While the music is dense with a very scourging and massive sound, and the shredding guitars in particular are very sharp and abrasive, it also sounds fairly light and airy. The drumming is hard-hitting but, being low in the mix, not thunderous. As a result the songs are actually easy on the ear, with melodies and riffs clear-cut, and the music and vocals not appearing to fight constantly for attention. In all songs the lyrics are important and they revolve around the soul’s experience of Hell: being judged and sentenced to Hell, death, deconstruction of one’s material body, and the agony of the punishment or justice being meted out as the effects of past evil karma are realised. The music can be very intense and emotional (especially on middle track “The Wheel of Life / Karma” which seems genuinely regretful over past sins at times) but in spite of constant twists and turns, and details like throat singing (in “Hell’s Path / Naraka”), a mystical sighing ghost choir and huge chunky riffs in some tracks, my impression of the music across the album is of songs being similar in style, atmosphere and mood.

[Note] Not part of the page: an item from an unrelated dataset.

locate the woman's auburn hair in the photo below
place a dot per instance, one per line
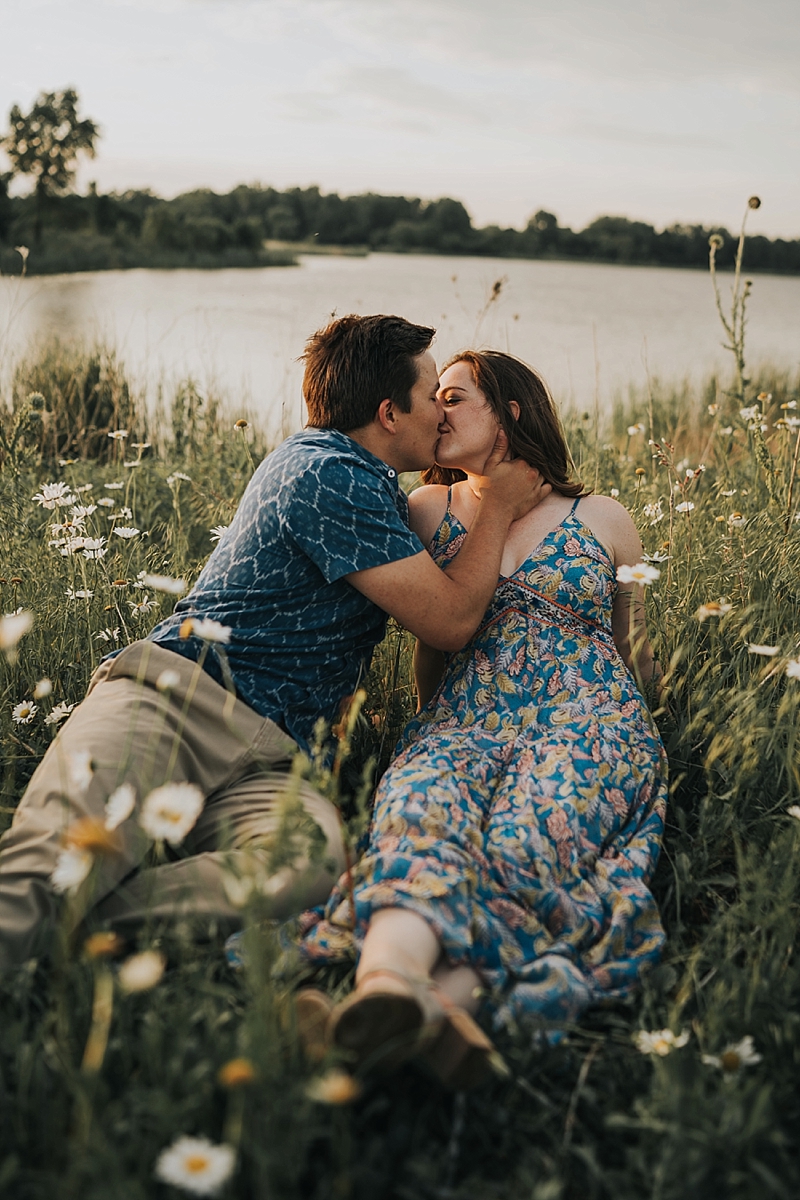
(535, 436)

Staying in the mould of straight-ahead old school melodic black metal, the album emphasises dense songs packed with hooks and riffs over stuttery triggered blast-beat patterns. Early tracks like “Hell’s Path …” and “Judgement / Manu Shya” are fierce and aggressive but the best track might be the closer “Expiate / Nama Rupa” which features moments of oppressive atmosphere where guitar tone floats amid ferocious riffing and ranting voices. The music has its deranged moments where everything speeds up along with slower, doomier parts and some droning guitar feedback melody looping.
“Naraka” is part of a trilogy begun by Tattva’s first album “Nirjara”, which I actually find more superior in its sound and variety. “Naraka” comes across as a more conventional blackened death metal album than “Nirjara”. (The other recording in the trilogy is an EP, “Avanati”.)